Action: if you pay for the Intune Suite add-on or buy Remote Help separately for E3/E5 clients, check what you are now entitled to before your next renewal — you may be double-paying for features that are now in the base license. Microsoft says "these capabilities are gradually rolling out. Eligible tenants are automatically provisioned, and no action is required," so confirm what has landed in each tenant's admin center rather than assuming a date. Release notes.
Compliance
Updated Microsoft 365 Apps security baseline (v2512) lands in Intune
Intune now carries an updated security baseline for Microsoft 365 Apps for Enterprise, version v2512, which "skips the previously published version found in the Security Compliance Toolkit (v2412)," per the 2606 notes.

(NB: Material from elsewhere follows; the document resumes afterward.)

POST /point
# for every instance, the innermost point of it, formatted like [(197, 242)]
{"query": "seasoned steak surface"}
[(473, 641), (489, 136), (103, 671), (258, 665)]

Action: if you enforce the M365 Apps baseline, review v2512 against your current profile before adopting it — and note the gap. Three settings are not in this release yet: "Require macros to be signed by a trusted publisher," "Block certificates originating from the current user store only," and "Require Extended Key Usage (EKU) for code signing." If you rely on the trusted-publisher macro control, keep your existing enforcement in place until those return. Release notes.
Field notes
Microsoft details MCP tool-poisoning attacks against AI agents
Microsoft wrote on June 30 about tool-poisoning attacks on AI agents that use the Model Context Protocol — a technique it notes was "first disclosed by Invariant Labs in April 2025 and observed in 2026." The attack modifies a tool's description metadata to redirect an agent's behavior toward unauthorized actions, all within the agent's approved permissions, so it reads as normal operation rather than an exploit.
Action: if you or your clients are wiring up MCP-connected agents, Microsoft's guidance is concrete: "maintain a tenant-level allowlist of approved MCP publishers and servers," "disable Allow all on MCP connections and enable only the specific tools an agent needs," and "for high-impact actions such as financial data access, external sharing, or account changes, configure human-in-the-loop approval." Treat a tool-description change on a critical agent like a system-prompt change — review it, do not auto-trust it. Microsoft analysis.